CHANGHUA, Taiwan (BRAIN)—As its own economy slows, mainland China is increasing tax incentives for a slew of exported products, including bicycles.
The government announced that it would increase the export tax rebate on Chinese-made bicycles to as much as 14 percent from 9 percent.
Bicycles are just one of more than 3,700 products that will receive the additional financial support. The increased rebates will apply to more than a fourth of China’s exports such as textiles, toys, machinery and electrical products.
The move is an about-face for China, which had been cutting export rebates as it attempted to de-emphasize industrial manufacturing.
Chinese manufacturers typically pay a 17 percent value-added tax on products they buy within China, but until recently got it back when they exported the goods.
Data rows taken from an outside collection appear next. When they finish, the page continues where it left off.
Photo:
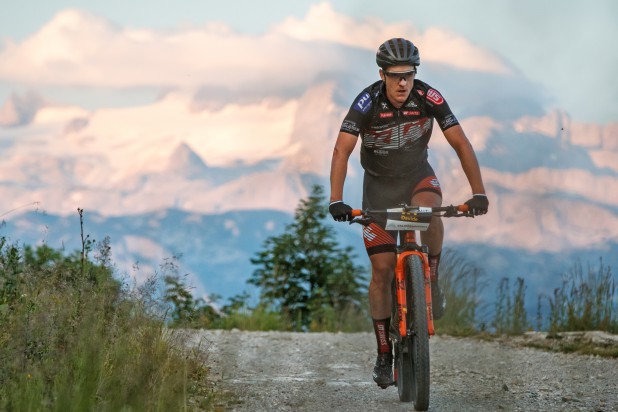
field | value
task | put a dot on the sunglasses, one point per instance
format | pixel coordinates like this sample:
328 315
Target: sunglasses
400 75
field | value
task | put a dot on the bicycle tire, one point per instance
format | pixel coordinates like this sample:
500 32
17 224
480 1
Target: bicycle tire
418 341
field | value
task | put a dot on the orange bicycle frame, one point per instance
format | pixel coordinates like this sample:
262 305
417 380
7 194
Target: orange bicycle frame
400 287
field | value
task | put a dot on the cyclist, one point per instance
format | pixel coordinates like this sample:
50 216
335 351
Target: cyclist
394 118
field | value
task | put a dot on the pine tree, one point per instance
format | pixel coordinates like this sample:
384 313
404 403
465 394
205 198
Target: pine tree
305 273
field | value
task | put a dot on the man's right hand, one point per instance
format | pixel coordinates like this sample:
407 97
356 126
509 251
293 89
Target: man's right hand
340 211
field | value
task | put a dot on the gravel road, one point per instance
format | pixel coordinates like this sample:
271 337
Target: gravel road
282 371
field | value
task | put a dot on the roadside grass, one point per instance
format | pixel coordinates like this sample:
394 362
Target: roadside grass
586 300
72 337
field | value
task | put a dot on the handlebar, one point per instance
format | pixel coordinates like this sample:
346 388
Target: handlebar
447 211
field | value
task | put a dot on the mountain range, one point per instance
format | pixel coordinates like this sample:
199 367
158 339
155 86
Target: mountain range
207 185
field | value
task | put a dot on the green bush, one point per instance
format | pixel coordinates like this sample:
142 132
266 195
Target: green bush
72 337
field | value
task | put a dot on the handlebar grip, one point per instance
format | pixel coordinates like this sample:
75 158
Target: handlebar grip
463 208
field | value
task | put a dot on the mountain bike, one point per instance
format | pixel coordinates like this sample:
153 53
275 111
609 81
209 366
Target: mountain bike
412 318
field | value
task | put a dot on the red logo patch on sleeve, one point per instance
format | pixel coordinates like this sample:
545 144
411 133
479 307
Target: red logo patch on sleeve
434 97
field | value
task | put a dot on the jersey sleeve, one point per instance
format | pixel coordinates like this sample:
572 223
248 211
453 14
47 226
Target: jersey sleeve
357 116
440 109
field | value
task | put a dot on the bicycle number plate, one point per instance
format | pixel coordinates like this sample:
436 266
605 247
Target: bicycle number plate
400 219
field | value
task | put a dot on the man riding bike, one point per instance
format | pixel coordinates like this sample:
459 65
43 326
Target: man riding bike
394 118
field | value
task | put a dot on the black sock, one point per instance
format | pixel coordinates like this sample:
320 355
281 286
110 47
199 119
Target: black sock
381 328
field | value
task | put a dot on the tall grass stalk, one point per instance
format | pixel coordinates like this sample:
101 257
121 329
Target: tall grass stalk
586 300
462 285
73 338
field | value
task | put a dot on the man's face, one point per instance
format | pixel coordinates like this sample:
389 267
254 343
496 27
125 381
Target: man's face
399 81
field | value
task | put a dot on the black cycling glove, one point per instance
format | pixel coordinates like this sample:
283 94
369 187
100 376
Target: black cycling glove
340 211
478 205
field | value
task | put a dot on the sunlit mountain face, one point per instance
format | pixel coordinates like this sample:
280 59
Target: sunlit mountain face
210 168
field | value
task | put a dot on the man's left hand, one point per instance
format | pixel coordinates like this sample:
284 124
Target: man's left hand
478 205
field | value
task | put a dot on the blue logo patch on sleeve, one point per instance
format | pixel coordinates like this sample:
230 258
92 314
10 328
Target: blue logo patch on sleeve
363 103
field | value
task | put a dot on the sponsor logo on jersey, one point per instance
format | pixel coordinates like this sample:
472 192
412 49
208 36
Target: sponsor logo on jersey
434 97
448 121
368 233
363 103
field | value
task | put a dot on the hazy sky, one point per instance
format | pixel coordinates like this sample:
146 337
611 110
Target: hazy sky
567 46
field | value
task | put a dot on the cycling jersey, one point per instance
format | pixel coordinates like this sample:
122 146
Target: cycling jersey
394 141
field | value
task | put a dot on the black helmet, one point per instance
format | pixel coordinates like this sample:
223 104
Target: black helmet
397 52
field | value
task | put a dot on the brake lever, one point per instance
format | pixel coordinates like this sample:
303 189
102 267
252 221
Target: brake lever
365 221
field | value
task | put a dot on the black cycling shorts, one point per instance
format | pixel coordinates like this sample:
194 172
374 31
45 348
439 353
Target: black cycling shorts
388 192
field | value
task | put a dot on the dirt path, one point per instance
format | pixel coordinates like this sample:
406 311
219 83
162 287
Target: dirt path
280 371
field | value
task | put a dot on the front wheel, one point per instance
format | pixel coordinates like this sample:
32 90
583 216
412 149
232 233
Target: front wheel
418 345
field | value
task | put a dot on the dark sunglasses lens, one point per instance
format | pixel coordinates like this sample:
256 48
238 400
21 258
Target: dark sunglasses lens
401 75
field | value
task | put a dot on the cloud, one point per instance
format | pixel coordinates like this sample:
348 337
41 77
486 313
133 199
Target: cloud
435 45
20 109
79 49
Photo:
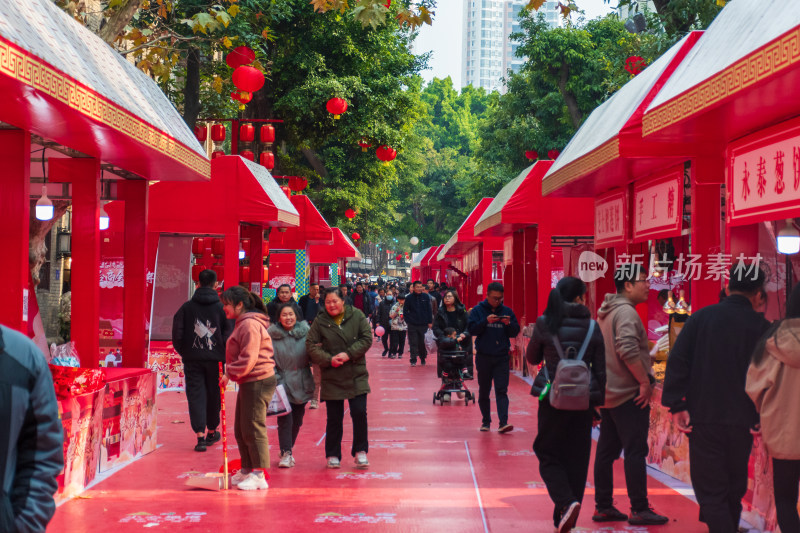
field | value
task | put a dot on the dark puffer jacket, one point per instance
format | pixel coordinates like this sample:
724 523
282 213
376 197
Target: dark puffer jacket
572 332
326 339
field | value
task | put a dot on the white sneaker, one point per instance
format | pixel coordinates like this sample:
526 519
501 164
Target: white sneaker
238 477
361 460
253 481
287 461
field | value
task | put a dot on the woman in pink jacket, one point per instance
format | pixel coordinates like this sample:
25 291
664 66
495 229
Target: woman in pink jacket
250 364
773 383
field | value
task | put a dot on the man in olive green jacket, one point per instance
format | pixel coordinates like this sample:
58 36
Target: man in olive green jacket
344 336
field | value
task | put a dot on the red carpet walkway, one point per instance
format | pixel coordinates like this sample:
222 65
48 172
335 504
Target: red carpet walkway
431 470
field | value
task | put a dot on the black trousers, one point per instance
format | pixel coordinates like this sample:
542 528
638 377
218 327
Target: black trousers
785 480
718 459
624 427
334 429
398 342
493 370
289 426
416 341
202 393
563 446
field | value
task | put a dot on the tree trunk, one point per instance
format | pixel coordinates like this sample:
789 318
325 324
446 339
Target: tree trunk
570 99
117 22
191 91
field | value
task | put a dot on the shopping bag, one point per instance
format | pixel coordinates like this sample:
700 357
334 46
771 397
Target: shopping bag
279 405
430 341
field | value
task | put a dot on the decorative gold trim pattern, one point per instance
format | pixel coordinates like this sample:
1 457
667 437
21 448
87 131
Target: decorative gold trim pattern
22 66
590 162
760 64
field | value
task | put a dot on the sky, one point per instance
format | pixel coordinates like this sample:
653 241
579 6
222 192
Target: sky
443 38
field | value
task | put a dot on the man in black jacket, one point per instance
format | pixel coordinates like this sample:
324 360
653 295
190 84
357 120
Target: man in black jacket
199 332
418 314
493 325
704 389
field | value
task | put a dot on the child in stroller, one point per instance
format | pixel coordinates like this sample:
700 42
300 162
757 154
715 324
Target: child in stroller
453 362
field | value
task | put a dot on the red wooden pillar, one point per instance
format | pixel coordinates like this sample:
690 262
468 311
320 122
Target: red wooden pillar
707 175
15 212
134 296
84 173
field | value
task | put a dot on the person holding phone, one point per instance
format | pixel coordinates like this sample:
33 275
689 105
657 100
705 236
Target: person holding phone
493 325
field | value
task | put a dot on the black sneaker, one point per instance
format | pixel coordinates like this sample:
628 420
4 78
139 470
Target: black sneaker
648 517
212 437
608 514
569 518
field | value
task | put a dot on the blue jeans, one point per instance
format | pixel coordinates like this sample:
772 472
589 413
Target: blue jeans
493 369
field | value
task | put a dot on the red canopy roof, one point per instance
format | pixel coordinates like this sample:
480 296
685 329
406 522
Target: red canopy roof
464 239
62 82
239 191
313 230
342 248
520 204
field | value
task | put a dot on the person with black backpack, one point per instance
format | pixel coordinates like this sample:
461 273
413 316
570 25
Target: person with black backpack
570 384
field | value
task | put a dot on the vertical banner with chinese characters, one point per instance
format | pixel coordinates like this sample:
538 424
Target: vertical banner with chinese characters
610 218
658 206
763 175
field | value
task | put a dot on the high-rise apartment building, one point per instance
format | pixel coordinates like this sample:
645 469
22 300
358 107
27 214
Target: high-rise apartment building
488 53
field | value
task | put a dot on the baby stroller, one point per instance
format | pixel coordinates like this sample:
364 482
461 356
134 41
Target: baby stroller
453 364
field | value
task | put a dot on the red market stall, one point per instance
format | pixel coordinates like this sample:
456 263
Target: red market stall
735 93
328 263
289 250
542 238
476 261
83 126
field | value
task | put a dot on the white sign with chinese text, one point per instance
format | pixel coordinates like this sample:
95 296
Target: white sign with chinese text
610 222
658 206
763 175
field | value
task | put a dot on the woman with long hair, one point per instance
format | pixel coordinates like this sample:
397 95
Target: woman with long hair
338 342
773 383
293 367
250 363
564 439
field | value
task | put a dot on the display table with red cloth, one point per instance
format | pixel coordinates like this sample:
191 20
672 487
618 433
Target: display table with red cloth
107 428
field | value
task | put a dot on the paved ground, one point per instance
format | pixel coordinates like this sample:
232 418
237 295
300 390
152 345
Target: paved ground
431 470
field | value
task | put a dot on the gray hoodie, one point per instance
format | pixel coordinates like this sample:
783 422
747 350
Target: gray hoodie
627 356
292 364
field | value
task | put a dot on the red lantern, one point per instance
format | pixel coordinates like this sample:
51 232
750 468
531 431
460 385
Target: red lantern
217 133
248 79
267 134
196 269
267 159
247 133
336 106
241 55
244 274
218 247
198 246
220 270
386 153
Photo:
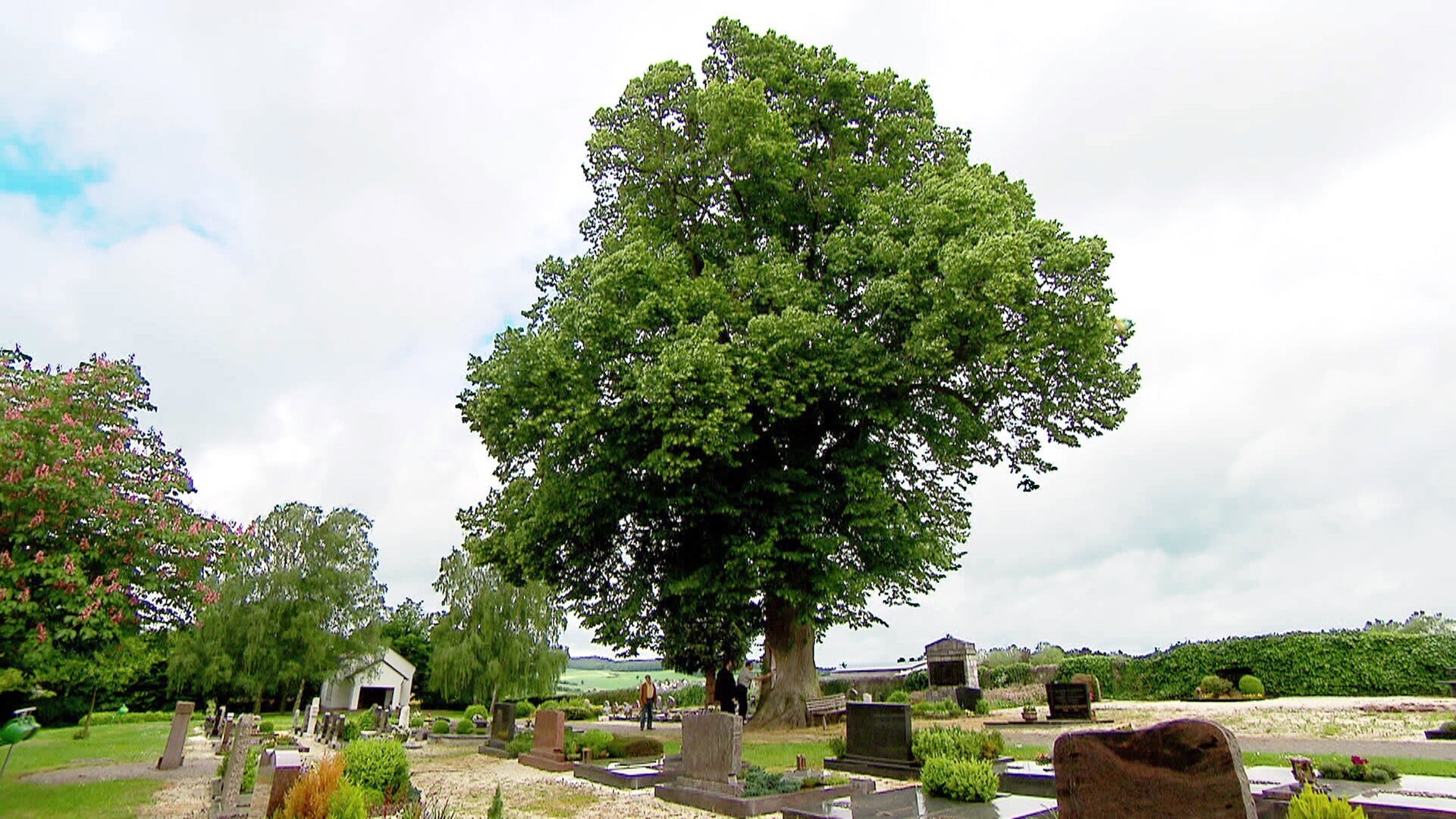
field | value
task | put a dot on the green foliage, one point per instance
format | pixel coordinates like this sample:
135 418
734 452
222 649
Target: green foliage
963 780
938 710
306 580
495 640
96 544
756 781
957 744
1329 664
1213 686
635 746
520 744
1313 805
378 764
802 324
1357 770
497 806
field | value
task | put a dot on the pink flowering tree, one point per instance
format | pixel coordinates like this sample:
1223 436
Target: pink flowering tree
96 544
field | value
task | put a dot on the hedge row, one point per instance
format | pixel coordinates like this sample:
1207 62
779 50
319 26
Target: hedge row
1329 664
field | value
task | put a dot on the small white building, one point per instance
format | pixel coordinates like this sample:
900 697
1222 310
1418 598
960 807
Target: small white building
381 681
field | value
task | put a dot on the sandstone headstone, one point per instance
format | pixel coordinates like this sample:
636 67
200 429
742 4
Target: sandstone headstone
277 771
712 752
177 739
549 742
237 761
1172 770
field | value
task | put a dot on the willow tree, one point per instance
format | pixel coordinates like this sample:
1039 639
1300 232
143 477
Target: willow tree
494 640
804 322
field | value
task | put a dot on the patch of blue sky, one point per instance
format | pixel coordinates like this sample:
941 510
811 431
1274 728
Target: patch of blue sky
30 169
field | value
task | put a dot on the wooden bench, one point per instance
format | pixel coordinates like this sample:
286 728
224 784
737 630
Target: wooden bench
826 707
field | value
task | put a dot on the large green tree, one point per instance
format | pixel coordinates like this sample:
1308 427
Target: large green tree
96 541
804 322
494 640
297 602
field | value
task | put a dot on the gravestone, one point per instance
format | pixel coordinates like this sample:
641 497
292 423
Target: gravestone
237 761
177 739
1069 700
712 752
949 664
877 741
549 742
503 730
277 771
1168 771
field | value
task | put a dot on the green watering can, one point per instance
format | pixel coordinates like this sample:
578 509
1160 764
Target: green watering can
20 727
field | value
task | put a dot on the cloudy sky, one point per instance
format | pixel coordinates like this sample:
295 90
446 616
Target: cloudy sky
302 218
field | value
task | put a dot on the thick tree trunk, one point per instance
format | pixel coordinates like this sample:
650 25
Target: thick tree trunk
789 645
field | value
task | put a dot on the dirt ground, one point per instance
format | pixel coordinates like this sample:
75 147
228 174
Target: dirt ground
466 781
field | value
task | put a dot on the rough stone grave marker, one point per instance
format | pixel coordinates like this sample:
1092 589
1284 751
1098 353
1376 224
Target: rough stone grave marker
877 741
548 745
277 771
177 739
237 761
1168 771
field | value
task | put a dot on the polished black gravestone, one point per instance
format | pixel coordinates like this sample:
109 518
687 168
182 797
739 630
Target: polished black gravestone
915 803
877 742
503 730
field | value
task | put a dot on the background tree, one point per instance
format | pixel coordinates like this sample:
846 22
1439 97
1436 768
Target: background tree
494 640
804 322
96 544
406 630
297 602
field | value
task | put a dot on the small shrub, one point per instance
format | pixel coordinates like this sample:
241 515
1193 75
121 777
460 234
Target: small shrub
309 798
756 781
973 780
634 746
378 764
497 806
1213 686
836 746
520 744
1313 805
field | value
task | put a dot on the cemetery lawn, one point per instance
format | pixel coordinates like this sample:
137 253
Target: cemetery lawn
115 799
55 748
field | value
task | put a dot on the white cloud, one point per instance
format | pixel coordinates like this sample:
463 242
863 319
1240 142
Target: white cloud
312 215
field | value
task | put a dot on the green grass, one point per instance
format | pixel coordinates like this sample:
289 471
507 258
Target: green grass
115 799
55 748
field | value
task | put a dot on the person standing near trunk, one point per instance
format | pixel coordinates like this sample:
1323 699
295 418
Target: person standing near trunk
647 698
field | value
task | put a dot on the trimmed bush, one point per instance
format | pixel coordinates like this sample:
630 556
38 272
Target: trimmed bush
632 746
1329 664
973 780
378 764
1313 805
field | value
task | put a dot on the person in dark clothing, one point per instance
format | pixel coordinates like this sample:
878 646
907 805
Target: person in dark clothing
724 687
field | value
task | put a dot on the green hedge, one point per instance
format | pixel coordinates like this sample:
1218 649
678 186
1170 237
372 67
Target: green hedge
1329 664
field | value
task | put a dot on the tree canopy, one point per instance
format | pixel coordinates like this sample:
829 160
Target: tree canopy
296 604
96 542
494 640
804 322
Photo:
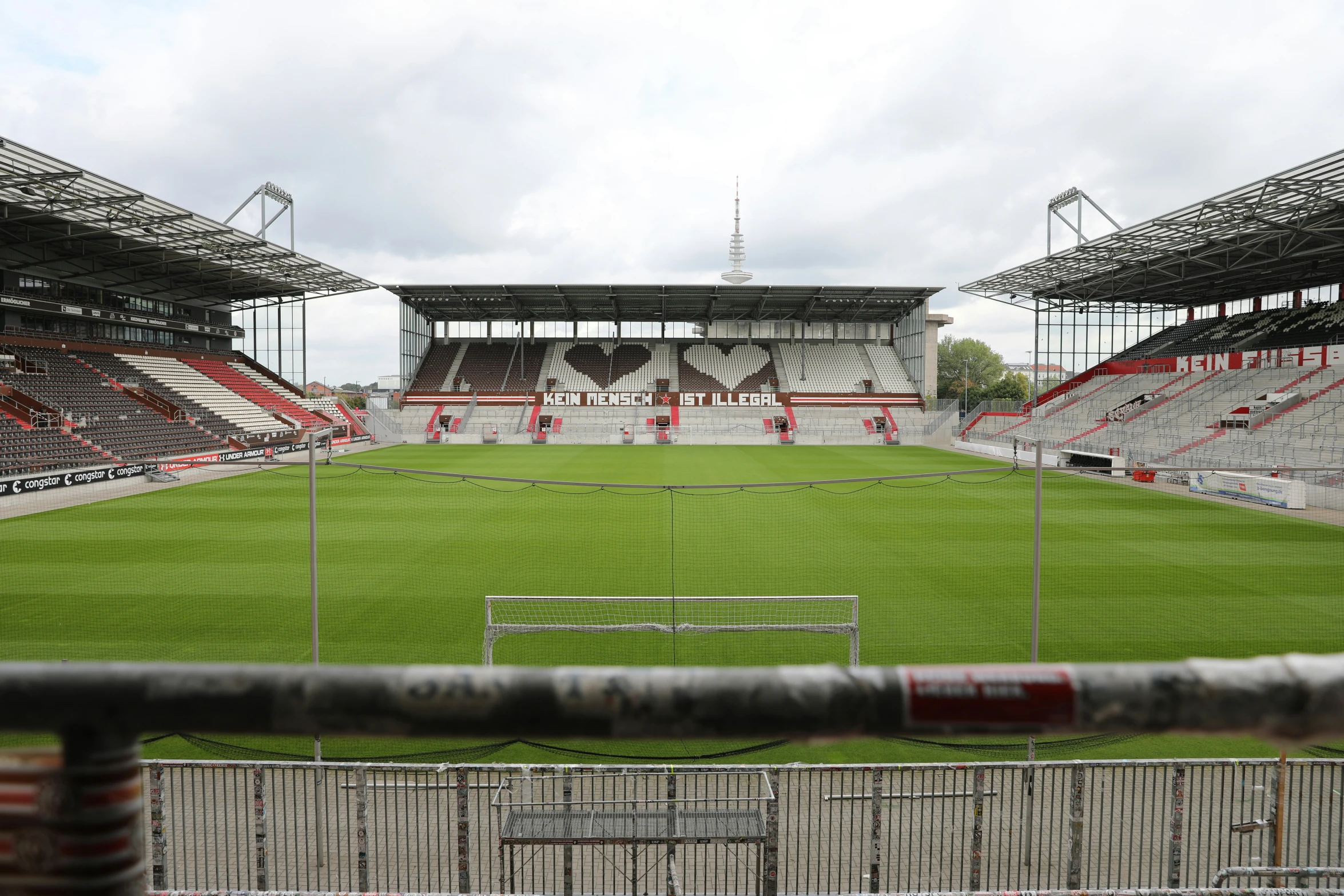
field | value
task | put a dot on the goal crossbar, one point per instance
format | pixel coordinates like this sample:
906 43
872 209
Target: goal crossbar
849 605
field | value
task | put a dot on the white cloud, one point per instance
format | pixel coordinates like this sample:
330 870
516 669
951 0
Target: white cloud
893 144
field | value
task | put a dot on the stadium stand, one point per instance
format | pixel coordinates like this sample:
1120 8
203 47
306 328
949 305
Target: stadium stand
435 371
53 449
594 367
831 368
502 367
232 375
118 371
1320 324
98 414
723 368
240 416
1182 425
325 408
892 372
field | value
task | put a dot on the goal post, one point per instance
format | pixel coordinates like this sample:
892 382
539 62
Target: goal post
518 616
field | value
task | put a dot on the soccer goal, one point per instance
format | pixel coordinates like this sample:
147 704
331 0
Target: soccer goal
793 618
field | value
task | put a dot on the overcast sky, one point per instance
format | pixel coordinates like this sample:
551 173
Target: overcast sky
878 144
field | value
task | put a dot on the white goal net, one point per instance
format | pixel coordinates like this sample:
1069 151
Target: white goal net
770 631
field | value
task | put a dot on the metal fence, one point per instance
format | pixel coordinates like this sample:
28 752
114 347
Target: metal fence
338 827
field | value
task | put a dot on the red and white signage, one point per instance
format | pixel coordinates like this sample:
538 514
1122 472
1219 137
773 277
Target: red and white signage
1014 698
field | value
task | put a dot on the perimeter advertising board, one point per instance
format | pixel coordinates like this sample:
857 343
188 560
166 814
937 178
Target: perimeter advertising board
656 399
61 480
1262 489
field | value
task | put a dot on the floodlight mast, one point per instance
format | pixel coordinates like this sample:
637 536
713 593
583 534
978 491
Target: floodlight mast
287 203
1069 198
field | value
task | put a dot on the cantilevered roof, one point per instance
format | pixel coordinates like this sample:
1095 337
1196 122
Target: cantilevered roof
63 222
682 302
1274 236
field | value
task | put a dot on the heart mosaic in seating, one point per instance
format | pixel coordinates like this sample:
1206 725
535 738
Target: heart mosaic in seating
596 360
729 368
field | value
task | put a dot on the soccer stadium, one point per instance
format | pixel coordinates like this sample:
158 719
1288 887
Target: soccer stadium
670 587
About two years ago, the Chinese government began keeping 4 percent and rebating 13.
Earlier this year, it cut the rebate for bicycles and parts to 9 percent.
One important bicycle manufacturer said Wednesday that the increase in the rebate, while appreciated, would not amount to a significant reduction in costs.
William Jeng, senior vice present for marketing at Merida, said the rebate applies to locally produced components, not to the value of the entire exported bike.
If a bicycle contains only 30 percent local content, he said, a rebate of an additional two percentage points, to 100 from 9 percent, would equal only 0.6 percent of the total cost.
“It’s not for all of the components that we use,” Jeng said. “This helps, but not much.”
“We have to let China government know we appreciate their effort in helping on this,” said Michael Tseng, general manager of Merida. But he said Merida’s customers should not expect the move to lead to lower prices.
Merida operates two factories in China, and Tseng also heads the prestigious A-Team of leading Taiwan bicycle manufacturers.
China had been cutting subsidies under pressure from the European Union and the United States over claims that the subsidies give an unfair advantage to its products.
But with export growth slowing, the central government is signaling that it now is willing to spend big to prop up its economy. China recently announced a $586 billion stimulus package that will be spent on infrastructure and other projects.